我找来一个最大的纸箱,把这些东西一件件扔进去,像是要把过去七年的自己也一并埋葬。
封好箱,我叫了个同城闪送,地址填了沈家别墅,收件人,沈越。做完这一切,
我瘫在沙发上,一夜无眠。第二天一早,门铃响了。我顶着两个黑眼圈去开门,
以为是沈越后悔了,来求我。门口站着的人,却让我大脑瞬间宕机。沈屹。沈越的亲哥哥,
沈氏集团的总裁。一个只在沈家家庭聚会上,远远见过几次的男人。
他永远穿着剪裁得体的西装,表情冷得像冰山,气场强大到让人不敢直视。此刻,
他就站在我家门口,一手拎着热气腾騰的豆浆油条,另一只手,拎着我昨天扔掉的那个纸箱。
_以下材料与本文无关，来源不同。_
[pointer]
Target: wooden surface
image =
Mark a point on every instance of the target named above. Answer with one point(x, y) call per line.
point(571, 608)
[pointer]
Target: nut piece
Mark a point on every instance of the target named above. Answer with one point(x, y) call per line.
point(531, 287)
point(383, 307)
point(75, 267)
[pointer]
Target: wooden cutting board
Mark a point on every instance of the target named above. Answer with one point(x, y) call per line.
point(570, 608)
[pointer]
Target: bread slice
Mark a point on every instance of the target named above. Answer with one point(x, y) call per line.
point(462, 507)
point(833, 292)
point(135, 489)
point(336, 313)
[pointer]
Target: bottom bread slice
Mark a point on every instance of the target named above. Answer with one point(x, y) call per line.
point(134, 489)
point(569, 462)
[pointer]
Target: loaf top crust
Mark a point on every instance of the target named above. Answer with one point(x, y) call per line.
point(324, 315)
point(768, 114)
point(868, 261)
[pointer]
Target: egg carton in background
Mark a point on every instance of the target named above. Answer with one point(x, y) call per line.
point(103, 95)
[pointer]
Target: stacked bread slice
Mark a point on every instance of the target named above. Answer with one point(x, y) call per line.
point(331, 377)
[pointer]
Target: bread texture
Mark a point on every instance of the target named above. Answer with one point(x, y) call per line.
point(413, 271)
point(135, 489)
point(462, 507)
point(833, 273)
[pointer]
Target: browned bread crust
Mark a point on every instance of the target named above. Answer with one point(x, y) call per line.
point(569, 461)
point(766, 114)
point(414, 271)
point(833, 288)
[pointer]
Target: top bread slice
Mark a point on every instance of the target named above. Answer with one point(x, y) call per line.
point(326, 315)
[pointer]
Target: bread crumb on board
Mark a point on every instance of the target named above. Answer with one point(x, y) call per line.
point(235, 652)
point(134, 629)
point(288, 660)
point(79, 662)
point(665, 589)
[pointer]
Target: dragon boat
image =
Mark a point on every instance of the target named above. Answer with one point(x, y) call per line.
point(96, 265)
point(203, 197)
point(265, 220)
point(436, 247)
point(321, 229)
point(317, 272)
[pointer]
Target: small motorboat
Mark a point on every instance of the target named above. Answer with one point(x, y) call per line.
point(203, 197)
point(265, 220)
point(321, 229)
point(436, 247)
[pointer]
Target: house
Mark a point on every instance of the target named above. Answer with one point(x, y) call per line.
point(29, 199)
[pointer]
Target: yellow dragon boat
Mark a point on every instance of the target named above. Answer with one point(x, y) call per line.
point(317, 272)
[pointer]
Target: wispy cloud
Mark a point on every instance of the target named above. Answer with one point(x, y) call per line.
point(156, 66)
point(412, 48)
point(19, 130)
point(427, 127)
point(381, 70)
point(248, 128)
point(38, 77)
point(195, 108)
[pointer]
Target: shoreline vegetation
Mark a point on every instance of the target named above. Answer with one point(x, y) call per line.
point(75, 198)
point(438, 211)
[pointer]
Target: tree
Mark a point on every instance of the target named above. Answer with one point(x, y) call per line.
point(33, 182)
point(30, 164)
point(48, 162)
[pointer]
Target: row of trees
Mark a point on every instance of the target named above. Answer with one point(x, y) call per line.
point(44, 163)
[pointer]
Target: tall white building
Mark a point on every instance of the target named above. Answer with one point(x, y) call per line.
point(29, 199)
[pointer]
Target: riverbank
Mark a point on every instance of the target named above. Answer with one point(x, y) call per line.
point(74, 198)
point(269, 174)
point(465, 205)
他比沈越要高,身形挺拔,五官轮廓更深邃冷硬。他看着我,眼神里没什么情绪,
开口的声音像淬了冰。“你扔错东西了。”“这些,是我送的。”2我怀疑自己出现了幻听。
“你说什么?”沈屹没有重复,径直越过我,走进屋里。他把早餐放在餐桌上,
然后将那个沉重的纸箱,放在客厅中央。“砰”的一声,砸醒了我混乱的思绪。我关上门,
转身看着他,满心戒备:“沈先生,我不明白你的意思。”他没理我,蹲下身,打开了纸箱。
他拿出的第一件东西,是我十八岁生日时,沈越送我的那条星空裙。“这条裙子,
是我让助理从法国高定秀场直接买下的,因为你说过,你的梦想是当一名宇航员。
”他的声音很平,没有起伏,像在陈述一份商业报告。可内容,却像一颗炸雷,
在我脑子里轰然炸开。我记得,那天沈越把裙子给我时,说得眉飞色舞,
他说他跑遍了全城的商场,求了好多人,才买到这条独一无二的裙子。
我当时感动得一塌糊涂。沈屹又拿出了那套绝版的设计丛书。“这套书,
是我托一个在英国的朋友,从苏富比拍卖行拍回来的,全球仅存三套。”“沈越告诉我,
你为了找这套书,逛遍了所有的旧书市场。”我的心脏开始发颤。我记得,收到书的那天,
我抱着沈越又哭又笑,说他是我的神。他当时只是摸着我的头,笑得有些不自然。
我当时以为,他是累坏了。接着,是那个木雕,那对情侣手表,
那张限量版的黑胶唱片……每一件,我都视若珍宝。每一件,背后都有一个沈越编造的,
充满“爱意”的谎言。而沈屹,像一个冷酷的刽子手,面无表情地,将这些谎言一一戳破,
把血淋淋的真相,摊开在我面前。“还有。”沈屹从箱底拿出一个保温杯,
“你三年前急性肠胃炎住院,沈越给你送的粥,食谱是我找营养师配的,
食材是我让司机凌晨去郊区农场买的,粥是我熬的。”“他连火都不会开,只会把我的东西,
热一下,送到你面前。”我的身体晃了一下,扶住了旁边的墙壁。原来,我感动了七年的,
不是沈越的深情。而是沈屹的策划,和沈越拙劣的演技。我算什么?一个被蒙在鼓里的傻子?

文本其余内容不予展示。